Direct Effector Functions of FLS
One important feature of RA is the direct contribution of FLS to the degeneration of joints. Models of FLS transplanted together with cartilage into immunodeficient mice demonstrated that once activated, RA FLS acquire an aggressive phenotype that invades adjacent cartilage (91). RA FLS secrete multiple species of extracellular protease enzymes such as matrix metalloproteinases (MMPs). MMPs can be subdivided according to their substrates into collagenases, stromelysins, gelatinases, and membrane-type MMPs. The collagenases MMP-1 and MMP-13, and the stromelysin MMP-3 are the most important MMPs in the RA pathogenesis (3). FLS also produce tissue inhibitors of metalloproteinases (TIMPs). Cartilage destruction depends on the balance between MMPs and TIMPs. When the balance favors MMPs, cartilage degradation proceeds. The expression of MMPs, but not TIMPS, is upregulated by inflammatory cytokines (IL-1β, TNF, and IL-17) (3), which is consistent with the correlation between inflammation and cartilage degradation.
A disintegrin and metalloproteinase with thrombospondin motifs (ADAMTs) comprise another family of extracellular proteases. ADAMTS4 and ADAMTS5 produced by FLS lead to cartilage damage in RA (92). Adhesion molecules, such as integrins and cadherins, are also involved in cartilage degeneration. As described above, FLS in the intimal lining increase the expression of MMPs via signaling of integrin α9 and cadherin 11 (77, 78). RA FLS also express higher amounts of integrin α5β1, which plays an important role together with syndecan 4 in the adhesion of cells to, and destruction of, the cartilage matrix (93). Another essential function of FLS is osteoclastogenesis, which is also involved in joint destruction, via RANKL and M-CSF secretion. Although activated T cells also produce RANKL, conditional knockout in vivo experiments revealed that FLS contribute to bone destruction more than T cells (63).
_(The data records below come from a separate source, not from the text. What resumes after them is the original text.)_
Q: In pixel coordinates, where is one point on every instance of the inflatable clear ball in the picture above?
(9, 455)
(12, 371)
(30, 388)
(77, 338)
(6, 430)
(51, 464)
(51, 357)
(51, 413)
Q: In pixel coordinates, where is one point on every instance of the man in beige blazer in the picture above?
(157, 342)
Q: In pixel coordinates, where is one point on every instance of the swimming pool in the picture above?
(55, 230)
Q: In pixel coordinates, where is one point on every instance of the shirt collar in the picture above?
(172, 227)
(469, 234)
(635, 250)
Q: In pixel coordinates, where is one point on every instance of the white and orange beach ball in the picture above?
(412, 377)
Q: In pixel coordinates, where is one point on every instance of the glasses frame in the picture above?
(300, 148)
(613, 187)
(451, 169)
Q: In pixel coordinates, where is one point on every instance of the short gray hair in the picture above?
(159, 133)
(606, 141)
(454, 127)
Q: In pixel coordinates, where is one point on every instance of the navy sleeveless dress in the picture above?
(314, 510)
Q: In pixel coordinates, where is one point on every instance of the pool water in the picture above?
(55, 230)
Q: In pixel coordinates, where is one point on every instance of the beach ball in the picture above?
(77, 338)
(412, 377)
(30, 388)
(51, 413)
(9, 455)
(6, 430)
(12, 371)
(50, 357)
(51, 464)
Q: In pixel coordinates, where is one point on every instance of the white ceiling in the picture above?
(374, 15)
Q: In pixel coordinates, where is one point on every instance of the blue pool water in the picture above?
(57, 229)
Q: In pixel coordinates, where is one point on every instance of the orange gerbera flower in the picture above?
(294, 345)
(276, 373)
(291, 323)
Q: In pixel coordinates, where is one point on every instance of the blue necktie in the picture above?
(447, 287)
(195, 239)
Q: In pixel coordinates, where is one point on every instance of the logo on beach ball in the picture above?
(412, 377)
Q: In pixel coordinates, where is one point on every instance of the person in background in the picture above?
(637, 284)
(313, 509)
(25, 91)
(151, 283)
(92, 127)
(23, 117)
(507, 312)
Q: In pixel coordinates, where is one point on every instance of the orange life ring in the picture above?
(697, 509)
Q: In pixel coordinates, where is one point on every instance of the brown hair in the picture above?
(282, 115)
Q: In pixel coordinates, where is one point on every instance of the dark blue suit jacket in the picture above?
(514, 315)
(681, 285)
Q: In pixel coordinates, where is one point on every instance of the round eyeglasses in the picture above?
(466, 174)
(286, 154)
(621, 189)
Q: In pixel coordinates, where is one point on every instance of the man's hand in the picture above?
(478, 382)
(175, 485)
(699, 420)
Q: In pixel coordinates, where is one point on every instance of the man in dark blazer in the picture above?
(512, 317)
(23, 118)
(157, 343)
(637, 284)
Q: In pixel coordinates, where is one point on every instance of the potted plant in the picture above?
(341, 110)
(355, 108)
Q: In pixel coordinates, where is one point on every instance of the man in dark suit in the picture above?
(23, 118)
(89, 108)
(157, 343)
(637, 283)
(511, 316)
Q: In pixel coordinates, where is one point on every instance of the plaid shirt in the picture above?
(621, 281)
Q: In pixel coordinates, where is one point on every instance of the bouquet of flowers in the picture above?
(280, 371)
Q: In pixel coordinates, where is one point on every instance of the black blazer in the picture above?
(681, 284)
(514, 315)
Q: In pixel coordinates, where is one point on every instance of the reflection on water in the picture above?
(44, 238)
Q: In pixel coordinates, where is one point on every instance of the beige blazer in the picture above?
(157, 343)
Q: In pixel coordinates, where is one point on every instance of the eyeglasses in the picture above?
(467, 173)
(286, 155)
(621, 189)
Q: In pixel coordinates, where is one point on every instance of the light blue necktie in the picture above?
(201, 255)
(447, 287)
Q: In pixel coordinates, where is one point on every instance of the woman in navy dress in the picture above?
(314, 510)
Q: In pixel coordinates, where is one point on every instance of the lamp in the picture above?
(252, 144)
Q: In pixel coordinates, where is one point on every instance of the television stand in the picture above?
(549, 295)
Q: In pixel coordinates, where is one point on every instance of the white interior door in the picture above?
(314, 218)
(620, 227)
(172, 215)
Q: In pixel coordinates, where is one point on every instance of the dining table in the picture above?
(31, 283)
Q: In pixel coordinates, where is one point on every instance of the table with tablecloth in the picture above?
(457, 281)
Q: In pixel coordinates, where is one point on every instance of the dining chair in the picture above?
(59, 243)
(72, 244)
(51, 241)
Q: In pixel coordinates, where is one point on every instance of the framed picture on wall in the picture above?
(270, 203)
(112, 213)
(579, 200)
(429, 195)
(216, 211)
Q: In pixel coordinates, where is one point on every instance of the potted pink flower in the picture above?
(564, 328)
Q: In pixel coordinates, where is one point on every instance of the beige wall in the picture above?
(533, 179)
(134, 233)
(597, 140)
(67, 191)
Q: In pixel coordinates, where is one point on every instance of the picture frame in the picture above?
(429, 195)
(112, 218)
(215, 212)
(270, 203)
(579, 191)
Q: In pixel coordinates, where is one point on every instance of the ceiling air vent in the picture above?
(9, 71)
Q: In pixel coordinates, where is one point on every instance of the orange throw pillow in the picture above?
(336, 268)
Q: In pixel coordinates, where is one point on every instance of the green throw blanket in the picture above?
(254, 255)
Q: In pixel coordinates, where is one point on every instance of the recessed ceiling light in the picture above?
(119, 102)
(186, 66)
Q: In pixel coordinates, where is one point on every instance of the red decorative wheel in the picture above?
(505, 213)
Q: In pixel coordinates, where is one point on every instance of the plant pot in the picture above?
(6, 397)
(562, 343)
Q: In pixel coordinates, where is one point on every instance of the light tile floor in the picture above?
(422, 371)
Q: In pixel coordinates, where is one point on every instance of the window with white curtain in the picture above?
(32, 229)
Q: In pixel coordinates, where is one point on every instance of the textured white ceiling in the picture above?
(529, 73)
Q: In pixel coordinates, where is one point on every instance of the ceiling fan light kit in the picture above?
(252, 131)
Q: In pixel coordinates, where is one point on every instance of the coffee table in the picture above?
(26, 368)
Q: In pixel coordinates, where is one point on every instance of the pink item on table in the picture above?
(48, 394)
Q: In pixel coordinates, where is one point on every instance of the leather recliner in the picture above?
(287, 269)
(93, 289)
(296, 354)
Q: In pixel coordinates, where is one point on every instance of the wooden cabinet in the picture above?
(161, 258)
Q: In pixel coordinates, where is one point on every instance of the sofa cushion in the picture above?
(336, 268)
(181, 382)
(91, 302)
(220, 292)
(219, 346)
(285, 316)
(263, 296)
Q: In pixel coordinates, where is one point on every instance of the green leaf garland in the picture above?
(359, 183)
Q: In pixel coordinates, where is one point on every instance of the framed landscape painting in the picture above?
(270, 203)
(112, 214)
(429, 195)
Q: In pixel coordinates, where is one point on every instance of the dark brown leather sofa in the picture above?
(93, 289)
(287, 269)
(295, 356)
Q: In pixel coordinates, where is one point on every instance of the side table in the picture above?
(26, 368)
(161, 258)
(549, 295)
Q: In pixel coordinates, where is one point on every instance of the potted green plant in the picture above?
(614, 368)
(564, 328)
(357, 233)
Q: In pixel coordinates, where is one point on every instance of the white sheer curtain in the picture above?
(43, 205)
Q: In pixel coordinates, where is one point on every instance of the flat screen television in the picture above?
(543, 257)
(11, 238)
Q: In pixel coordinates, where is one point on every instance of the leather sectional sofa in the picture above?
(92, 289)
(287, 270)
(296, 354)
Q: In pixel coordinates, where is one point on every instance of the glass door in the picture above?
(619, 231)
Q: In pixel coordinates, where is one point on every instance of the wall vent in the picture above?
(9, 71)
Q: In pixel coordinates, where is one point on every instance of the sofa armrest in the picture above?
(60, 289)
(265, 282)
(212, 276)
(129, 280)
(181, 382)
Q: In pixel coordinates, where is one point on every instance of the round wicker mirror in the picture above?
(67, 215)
Several studies on RA have confirmed that FLS—non-immune cells found in target organs—play several roles in disease development. These findings have increased our understanding of the immune responses of ELSs at local inflammatory sites. However, many questions remain to be answered about the immune responses at local inflammatory sites, including autoantibody development in ELSs and the complex roles of helper T cells. Recent single-cell analysis has demonstrated that FLS can be classified into several subsets (94). Further investigation of the interactions between FLS and immune cells will improve our understanding of human immunology and aid in the development of new RA treatments.
The author confirms being the sole contributor of this work and has approved it for publication.
This review is supported by JSPS KAKENHI Grant Number JP19H03780.
Conflict of Interest Statement
The author declares that the research was conducted in the absence of any commercial or financial relationships that could be construed as a potential conflict of interest.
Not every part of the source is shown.